Mitochondrial SOD2 significantly reverts the tumor promoting phenotype of Cav-1 deficient fibroblasts. We have previously shown that loss of Cav-1 increases ROS production in stromal fibroblasts. To combat the resulting oxidative stress, we stably overexpressed SOD2 in Cav-1 knock-down fibroblasts, using a lenti-viral vector with puromycin resistance. Cav-1 knock-down cells were transfected with the empty vector alone, in parallel. Then, these two fibroblast lines were co-injected with MDA-MB-231 cells into the flanks of nude mice.

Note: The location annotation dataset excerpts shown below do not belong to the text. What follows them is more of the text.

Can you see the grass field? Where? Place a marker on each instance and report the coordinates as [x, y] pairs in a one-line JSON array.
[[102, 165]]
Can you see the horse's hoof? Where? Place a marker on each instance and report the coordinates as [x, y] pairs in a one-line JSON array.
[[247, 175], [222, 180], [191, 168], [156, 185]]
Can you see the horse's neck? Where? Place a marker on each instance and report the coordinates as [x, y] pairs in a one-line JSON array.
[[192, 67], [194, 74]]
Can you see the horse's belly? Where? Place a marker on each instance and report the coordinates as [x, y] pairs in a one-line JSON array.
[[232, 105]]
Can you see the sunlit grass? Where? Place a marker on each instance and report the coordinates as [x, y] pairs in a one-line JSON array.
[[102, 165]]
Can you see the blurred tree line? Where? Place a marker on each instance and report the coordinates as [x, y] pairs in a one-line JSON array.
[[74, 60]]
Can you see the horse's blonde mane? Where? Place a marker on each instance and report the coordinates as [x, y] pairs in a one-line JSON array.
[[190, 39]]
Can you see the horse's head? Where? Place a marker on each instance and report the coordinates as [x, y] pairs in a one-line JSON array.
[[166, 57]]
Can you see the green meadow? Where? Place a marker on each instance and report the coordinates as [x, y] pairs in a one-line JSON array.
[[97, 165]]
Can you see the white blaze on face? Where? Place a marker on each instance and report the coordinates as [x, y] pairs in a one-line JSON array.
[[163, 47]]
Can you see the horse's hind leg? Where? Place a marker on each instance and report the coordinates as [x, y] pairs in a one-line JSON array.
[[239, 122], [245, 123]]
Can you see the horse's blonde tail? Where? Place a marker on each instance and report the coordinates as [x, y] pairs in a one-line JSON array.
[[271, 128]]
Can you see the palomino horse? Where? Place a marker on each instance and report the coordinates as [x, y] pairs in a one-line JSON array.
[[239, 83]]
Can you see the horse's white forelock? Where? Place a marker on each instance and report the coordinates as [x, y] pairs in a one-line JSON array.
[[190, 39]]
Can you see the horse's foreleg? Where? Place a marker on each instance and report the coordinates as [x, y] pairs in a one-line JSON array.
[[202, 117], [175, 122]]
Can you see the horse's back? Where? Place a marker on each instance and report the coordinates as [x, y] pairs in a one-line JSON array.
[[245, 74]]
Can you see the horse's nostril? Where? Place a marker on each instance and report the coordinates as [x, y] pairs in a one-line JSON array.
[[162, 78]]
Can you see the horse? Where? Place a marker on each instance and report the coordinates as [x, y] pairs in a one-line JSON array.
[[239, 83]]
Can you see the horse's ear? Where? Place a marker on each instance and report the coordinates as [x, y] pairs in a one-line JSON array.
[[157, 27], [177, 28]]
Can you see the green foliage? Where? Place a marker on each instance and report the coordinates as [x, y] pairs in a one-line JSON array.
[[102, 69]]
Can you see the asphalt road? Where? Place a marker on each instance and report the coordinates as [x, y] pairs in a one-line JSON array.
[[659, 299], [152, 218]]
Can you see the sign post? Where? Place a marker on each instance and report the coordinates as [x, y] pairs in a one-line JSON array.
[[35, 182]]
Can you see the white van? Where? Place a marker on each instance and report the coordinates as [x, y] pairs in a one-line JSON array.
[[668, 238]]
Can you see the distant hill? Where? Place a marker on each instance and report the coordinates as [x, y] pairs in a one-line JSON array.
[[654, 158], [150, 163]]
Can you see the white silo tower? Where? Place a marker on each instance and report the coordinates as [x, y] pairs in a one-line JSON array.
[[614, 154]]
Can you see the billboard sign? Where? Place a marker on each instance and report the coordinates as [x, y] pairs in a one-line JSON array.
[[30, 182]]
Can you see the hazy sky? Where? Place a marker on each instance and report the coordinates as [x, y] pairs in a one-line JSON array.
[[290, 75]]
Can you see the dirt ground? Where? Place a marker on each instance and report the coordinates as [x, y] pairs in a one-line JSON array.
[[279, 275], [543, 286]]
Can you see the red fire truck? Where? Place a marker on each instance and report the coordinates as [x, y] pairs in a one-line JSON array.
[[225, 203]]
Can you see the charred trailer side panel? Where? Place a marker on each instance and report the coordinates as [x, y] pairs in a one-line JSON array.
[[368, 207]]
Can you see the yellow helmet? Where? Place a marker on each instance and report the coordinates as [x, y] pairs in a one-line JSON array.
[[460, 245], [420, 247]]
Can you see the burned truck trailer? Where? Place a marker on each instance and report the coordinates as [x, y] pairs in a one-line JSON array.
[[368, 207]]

Note that overexpression of SOD2, a mitochondrial enzyme that deactivates super-oxide, is sufficient to reduce the tumor promoting effects of Cav-1 knock-down fibroblasts by nearly 2-fold. An asterisk indicates that p = 0.01 (B). The overexpression of SOD2 was validated by western blot analysis (A). The expression of b-actin is shown as a control for equal protein loading. N ≥ 9 flank injections for each experimental group.

Figure 6

Cytoplasmic soluble SOD1 does not revert the tumor promoting phenotype of Cav-1 deficient fibroblasts. To combat the oxidative stress, we stably overexpressed SOD1 in Cav-1 knock-down fibroblasts, using a lenti-viral vector with puromycin resistance. Cav-1 knock-down cells were transfected with the empty vector alone, in parallel. Then, these two fibroblast lines were co-injected with MDA-MB-231 cells into the flanks of nude mice. Note that overexpression of SOD1, a cytoplasmic soluble enzyme that deactivates super-oxide, is not sufficient to reduce the tumor promoting effects of Cav-1 knock-down fibroblasts. The overexpression of SOD1 was validated by western blot analysis (A). The expression of β-actin is shown as a control for equal protein loading. N ≥ 8 flank injections for each experimental group (n.s., not significant).